Markdown Author: Jessie Bell, 2023
Libraries Used: none
Answers: plum
nereisData <- read.table("Nereis.txt", header = T, sep="\t")
names(nereisData)
## [1] "concentration" "biomass" "nutrient"
Cleveland dotplots are useful for determining outliers and violations of homogeneity in the dataset. The points aren’t entirely far from one another, so you can see that there is not a violation of outliers. There seem to be violations in homogeneity though, because the spread of the circle nutrients is much closer together than the second and third. You can also see here that the mean value for nutrient two seems to be larger than the other two, so we can assume this will be a key player in our regression.
dotchart(nereisData$concentration,
groups=factor(nereisData$nutrient),
ylab = "Order of Observations",
xlab = "Concentration",
main = "Cleveland Dotplot",
pch = nereisData$nutrient)
Figure 1: Conditional Cleveland dotplot of Nereis concentration on nutrient with values 1, 2, and 3. Different symbols were used and the graph suggests violation of homogeneity. The x-axis shows the value at a particular observation and the y shows the observation.
Each panel below is a scatterplot of two variables. The graph does not show any obvious relationships between concentration and biomass, but there seems to be a clear relationship between concentration and nutrients. You can make even more intricate pairplots by using ?pairs in R.
pairs(nereisData) #not sure how nutrient is so different from biomass. Both look similar to me
Figure 2: Pairplots for concentration, biomass, and nutrient. Each panel is a scatterplot between two variables. It is also possible to add regression or smoothin lines in each panel. In general, it does not make sense to add a nominal variable (nutreint) to a pairplot. In this case, there are only two explanatory variables; hence it does not do any harm to include nutrient.
Routinely apply this to your data too!
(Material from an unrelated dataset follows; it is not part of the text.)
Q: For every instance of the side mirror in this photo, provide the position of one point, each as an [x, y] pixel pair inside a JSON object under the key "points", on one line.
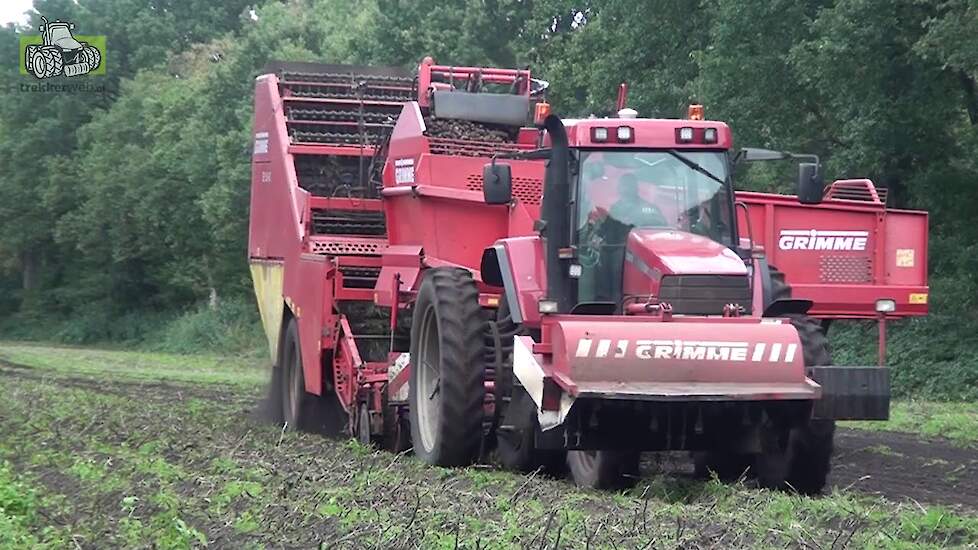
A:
{"points": [[497, 183], [810, 184], [751, 154]]}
When you can. As with the Cleveland dotplot, you can see that nutrient level 2 seems higher than the others. You can also see less spread for nutrient 3, indicating there will likely be a violation of heterogeneity in the data.
boxplot(concentration ~ factor(nutrient),
varwidth = T, #tells the function to create width of boxes proportional to sample size per level
xlab = "nutrients",
main = "Boxplot of concentration condition on nutrient", ylab = "concentration", col = c("red", "steelblue", "plum"), data= nereisData)
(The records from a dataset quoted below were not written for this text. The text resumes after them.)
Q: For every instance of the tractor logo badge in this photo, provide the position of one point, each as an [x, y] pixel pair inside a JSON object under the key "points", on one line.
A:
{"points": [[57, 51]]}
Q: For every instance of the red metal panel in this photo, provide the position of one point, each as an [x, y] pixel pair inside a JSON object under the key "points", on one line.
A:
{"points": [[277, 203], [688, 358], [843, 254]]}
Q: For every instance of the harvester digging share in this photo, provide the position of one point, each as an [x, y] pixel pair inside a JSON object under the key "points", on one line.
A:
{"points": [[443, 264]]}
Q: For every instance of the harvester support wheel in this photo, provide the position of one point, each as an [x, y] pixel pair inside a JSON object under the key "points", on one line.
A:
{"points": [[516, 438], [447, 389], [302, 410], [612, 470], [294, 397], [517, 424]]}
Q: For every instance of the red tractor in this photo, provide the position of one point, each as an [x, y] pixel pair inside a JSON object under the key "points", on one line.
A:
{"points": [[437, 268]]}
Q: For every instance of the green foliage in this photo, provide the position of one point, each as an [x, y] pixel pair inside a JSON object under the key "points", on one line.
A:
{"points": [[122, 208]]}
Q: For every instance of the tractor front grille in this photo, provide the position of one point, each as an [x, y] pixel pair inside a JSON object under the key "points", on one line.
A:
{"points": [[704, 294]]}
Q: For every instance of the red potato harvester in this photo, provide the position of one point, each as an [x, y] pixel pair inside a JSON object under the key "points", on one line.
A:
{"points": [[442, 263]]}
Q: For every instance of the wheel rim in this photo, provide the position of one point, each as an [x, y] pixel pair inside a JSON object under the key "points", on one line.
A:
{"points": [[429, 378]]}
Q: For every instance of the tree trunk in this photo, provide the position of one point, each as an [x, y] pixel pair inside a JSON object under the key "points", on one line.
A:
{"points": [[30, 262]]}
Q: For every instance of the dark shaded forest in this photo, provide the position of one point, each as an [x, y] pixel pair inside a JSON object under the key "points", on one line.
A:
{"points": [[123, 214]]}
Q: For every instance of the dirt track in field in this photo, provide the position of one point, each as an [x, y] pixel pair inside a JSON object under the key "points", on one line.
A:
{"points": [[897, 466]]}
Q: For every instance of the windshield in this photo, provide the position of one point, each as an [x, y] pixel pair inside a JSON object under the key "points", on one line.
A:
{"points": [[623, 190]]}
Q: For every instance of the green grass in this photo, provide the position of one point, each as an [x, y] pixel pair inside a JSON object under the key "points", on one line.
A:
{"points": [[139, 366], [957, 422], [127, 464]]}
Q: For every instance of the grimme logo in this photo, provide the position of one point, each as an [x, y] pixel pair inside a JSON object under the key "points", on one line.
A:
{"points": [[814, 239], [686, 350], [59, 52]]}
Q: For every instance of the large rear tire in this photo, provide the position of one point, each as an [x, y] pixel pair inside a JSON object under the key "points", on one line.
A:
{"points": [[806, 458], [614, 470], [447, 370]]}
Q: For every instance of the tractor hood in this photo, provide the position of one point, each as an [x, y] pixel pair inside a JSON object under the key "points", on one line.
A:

Figure 3: Boxplot of concentration conditional on the nominal vaiable, nutrients. The horizontal line in each box is the median, the boxes define the hinge (25-75% quartile, and the line is 1.5 times the hinge. Points outside this interval are represented as dots. Such points may (or may not) be outliers. One should not label them as outliers purely on the basis of a boxplot! The width of the boxes is proportional to the number of observations per class.
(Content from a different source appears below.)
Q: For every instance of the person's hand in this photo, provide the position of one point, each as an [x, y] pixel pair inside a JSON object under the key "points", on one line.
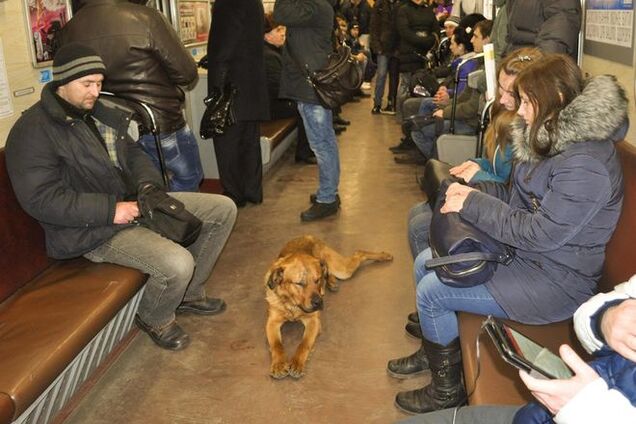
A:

The nereis data has only two explanatory variables and the xyplots are less appropriate for that data. We will instead use a different dataset to show this part. This data will be the isotopic composition of whale teeth from Scotland. This graph is used to help determine if all whales have similar nitrogen-age relationships. Fig. 4 suggests that some do!
whaleData <- read.table("teethNitrogen.txt", header = T) #left out the seperate part that was used in Nereis data above. CRAY!
names(whaleData)
## [1] "X15N" "Age" "Tooth"
xyplot(X15N ~ Age | factor(Tooth),
type = "l",
xlab = "Estimated age",
ylab = expression(paste(delta^{15}, "N")),
strip = function(bg="white", ...)
strip.default(bg="white", ...),
scales = list (tck = c(-1, 0)), #makes the ticks go inside graph
data=whaleData)
Figure 4: Nitrogen concentration in teeth versus age for each of the 11 whales stranded in Scotland. The graph was made using the xyplot from teh lattice package.
In the second step of data analysis, we have to apply a model. The mother of all models is without a doubt the linear regression model. The bivariate linear regression model is defined by:
\(Y_i\) = \(\alpha\) + \(\beta\) * \(X_i\) + \(\epsilon\)\(_i\) where \(\epsilon\)\(_i\) ~ N(0, \(\sigma^2\))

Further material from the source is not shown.